Adding steam to its efforts to build greater support for collaboration in the enterprise, Microsoft unveiled the first widely available beta of ‘Greenwich,’ the code-name for its new instant messaging and real-time collaboration server software.

“The delivery of this beta represents a milestone in the development of the ‘Greenwich’ technology, which is a component of delivering Microsoft’s overall real-time collaboration vision,” said Anoop Gupta, corporate vice president of the Real-Time Collaboration Business Unit at Microsoft. “We seek to profoundly change how corporations communicate, by bringing together best-of-breed presence and instant-messaging technologies with enterprise-grade control and manageability. Presence-based communications will revolutionize the way information workers collaborate, in the same way e-mail changed corporate communications in the late 1980s and early 1990s.”

The technology is designed to provide a central means that will manage all real-time communications within an enterprise. Greenwich, slated for commercial release in mid-2003, will integrate presence (knowledge of whether a person is online and available) into the Windows Server 2003 platform to give enterprises access to voice, video and data collaboration.

Customers can choose to either use the platform as an out-of-the-box enterprise instant messaging (EIM) solution, or as an extensible, standards-based real-time communications platform.

On the EIM side, the platform is intended to support four key elements: security, manageability, standards-based architecture and extensibility. Microsoft said developers and integrators will be able to build on top of the Greenwich capabilities and modify existing applications that incorporate presence and IM functionality.
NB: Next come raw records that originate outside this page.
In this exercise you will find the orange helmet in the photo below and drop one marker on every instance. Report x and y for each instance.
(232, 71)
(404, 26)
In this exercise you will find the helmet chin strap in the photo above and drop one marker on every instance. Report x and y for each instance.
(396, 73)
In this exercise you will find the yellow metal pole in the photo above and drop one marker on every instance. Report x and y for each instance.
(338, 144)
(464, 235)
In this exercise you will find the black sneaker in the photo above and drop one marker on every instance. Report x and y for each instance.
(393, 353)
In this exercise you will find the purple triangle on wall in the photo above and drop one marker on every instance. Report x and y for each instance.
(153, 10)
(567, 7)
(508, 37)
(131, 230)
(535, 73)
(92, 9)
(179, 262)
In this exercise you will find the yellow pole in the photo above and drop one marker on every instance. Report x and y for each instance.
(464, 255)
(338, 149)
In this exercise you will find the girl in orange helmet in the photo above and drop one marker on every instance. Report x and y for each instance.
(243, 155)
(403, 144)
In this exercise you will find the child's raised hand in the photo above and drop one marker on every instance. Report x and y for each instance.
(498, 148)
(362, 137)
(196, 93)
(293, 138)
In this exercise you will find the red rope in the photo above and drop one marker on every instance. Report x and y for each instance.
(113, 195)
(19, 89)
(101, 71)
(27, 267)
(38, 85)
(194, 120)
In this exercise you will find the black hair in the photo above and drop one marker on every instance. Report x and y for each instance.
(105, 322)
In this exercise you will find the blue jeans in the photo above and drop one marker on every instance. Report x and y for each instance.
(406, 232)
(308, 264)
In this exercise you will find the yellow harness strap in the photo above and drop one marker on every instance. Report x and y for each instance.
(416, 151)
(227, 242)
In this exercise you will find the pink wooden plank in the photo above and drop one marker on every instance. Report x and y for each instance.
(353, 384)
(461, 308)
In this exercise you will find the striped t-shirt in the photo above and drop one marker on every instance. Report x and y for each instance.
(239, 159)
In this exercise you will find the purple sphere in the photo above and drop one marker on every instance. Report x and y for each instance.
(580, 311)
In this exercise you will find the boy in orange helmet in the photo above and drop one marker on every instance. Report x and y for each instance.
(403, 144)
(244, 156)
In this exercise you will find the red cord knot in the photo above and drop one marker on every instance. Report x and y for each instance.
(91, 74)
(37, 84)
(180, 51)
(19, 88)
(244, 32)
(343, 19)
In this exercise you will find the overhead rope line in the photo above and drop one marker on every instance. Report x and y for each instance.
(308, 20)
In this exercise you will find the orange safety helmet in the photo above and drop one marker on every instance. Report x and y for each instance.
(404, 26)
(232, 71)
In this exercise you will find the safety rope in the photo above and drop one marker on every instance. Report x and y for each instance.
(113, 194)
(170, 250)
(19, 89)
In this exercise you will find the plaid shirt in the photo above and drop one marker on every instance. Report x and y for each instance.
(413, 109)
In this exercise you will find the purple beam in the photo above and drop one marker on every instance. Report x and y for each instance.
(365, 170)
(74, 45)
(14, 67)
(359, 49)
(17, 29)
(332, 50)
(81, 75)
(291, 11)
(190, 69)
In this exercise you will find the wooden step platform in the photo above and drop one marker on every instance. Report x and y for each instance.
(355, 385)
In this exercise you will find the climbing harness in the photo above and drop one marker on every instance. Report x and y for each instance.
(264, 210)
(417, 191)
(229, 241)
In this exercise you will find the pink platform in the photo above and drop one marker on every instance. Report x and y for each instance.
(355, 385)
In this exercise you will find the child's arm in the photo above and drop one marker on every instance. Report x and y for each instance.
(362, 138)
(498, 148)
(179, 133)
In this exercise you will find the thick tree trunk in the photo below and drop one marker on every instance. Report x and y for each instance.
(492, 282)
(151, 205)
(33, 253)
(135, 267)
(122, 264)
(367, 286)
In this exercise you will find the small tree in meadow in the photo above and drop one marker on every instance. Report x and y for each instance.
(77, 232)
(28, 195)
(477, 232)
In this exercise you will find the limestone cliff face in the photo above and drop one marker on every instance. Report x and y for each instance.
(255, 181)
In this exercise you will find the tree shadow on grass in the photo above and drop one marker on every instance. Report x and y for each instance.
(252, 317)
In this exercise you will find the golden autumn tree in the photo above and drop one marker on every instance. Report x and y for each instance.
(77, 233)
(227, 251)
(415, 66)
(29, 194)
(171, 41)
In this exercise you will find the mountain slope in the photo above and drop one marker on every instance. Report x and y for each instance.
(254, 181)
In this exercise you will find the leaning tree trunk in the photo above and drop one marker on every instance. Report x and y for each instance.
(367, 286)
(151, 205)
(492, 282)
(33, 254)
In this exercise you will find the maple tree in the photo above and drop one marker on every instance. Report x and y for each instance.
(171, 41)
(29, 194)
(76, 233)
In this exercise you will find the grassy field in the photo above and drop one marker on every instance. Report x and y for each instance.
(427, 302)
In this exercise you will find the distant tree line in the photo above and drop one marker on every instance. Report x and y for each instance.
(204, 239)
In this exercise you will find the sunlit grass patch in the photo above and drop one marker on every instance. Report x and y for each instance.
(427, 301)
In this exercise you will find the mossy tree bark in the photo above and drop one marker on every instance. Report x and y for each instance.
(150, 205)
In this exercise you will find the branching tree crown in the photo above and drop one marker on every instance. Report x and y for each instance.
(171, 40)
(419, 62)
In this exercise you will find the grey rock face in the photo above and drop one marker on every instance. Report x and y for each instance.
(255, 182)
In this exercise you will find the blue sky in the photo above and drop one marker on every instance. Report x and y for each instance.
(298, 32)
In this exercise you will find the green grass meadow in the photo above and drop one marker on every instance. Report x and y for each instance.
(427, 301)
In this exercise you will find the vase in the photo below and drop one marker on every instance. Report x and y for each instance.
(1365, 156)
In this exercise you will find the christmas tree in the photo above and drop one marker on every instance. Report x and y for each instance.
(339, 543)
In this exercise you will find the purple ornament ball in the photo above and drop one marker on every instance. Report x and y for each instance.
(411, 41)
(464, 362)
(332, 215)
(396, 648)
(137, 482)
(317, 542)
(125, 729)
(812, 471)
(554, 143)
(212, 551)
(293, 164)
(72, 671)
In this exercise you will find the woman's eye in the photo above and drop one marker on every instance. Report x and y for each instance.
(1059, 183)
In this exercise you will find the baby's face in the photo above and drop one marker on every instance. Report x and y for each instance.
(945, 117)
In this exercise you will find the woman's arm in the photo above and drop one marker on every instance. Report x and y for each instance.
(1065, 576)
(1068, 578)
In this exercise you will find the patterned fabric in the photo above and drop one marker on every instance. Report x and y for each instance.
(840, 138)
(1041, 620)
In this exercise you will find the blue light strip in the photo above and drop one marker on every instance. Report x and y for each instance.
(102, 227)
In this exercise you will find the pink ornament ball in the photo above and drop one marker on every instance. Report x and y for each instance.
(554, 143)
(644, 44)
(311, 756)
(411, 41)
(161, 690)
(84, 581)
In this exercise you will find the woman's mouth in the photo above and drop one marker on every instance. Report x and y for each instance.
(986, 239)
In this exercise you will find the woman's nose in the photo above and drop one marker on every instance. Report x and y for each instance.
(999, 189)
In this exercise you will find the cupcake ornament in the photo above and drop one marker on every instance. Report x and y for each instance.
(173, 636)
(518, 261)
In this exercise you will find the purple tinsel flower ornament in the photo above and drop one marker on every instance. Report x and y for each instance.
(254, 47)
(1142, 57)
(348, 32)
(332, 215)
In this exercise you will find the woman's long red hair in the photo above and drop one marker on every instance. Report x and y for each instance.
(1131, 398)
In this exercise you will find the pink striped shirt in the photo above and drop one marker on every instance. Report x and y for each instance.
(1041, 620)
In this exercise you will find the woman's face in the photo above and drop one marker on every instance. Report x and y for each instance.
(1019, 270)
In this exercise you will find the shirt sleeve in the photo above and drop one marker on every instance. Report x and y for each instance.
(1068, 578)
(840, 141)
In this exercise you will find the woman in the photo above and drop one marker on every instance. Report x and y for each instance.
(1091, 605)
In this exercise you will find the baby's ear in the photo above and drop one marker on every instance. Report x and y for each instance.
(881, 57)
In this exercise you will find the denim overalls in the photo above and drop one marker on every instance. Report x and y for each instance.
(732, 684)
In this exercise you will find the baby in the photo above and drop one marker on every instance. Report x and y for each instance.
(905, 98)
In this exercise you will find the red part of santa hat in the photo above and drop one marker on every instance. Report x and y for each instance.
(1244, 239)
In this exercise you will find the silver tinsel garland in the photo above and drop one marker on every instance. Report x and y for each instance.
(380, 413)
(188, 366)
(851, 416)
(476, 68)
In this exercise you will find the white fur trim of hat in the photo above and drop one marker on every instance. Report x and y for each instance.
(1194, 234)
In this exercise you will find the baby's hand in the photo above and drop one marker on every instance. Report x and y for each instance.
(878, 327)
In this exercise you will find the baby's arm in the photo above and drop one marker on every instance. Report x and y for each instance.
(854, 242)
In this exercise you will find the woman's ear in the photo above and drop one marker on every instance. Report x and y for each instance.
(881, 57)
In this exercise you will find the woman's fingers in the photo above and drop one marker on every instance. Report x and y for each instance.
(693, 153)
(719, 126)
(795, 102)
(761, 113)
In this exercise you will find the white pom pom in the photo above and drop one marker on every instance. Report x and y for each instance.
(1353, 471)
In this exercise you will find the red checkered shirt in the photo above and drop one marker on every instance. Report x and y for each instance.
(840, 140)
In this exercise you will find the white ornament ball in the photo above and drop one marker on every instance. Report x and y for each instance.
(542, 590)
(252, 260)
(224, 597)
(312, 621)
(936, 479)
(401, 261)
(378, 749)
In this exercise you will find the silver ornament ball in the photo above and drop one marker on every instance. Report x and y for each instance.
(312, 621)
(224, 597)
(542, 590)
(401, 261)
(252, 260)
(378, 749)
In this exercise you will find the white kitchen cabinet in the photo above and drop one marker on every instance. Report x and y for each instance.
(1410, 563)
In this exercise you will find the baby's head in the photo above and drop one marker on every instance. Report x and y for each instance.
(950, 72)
The technology also supports logging and archiving, giving companies additional tools to help protect corporate privacy and intellectual property, and also helping companies in certain industries — like financial or medical services — to comply with regulatory requirements.

Microsoft said the real-time communications platform will help companies:

* Use presence-based functionality to increase the value of time-sensitive communications by directing messages to available users

* Integrate with Microsoft’s existing MSN Messenger Connect for Enterprises service, which provides authentication and manageability for business-to-consumer (B2C) instant messaging

* Enable data collaboration, PC-to-PC voice and video, and other services providing the foundation for future communications applications.

Microsoft is targeting the technology at organizations which already utilize instant messaging but need to secure those communications within their enterprise and with trusted partners.

The technology is supported by the Internet Engineering Task Force’s (IETF) Session Initiation Protocol (SIP), already a part of Windows XP’s Windows Messenger client. SIP provides the basis for presence, as well as the ability to support APIs and all of the possible real-time context of text, speech, files and video.

Microsoft has said Greenwich fully integrates with its IT security management structure, and adds protection to unencrypted text traveling across the Internet. Additionally it provides standards support for SSL encryption, Digest and NTLM/Kerberos authentication.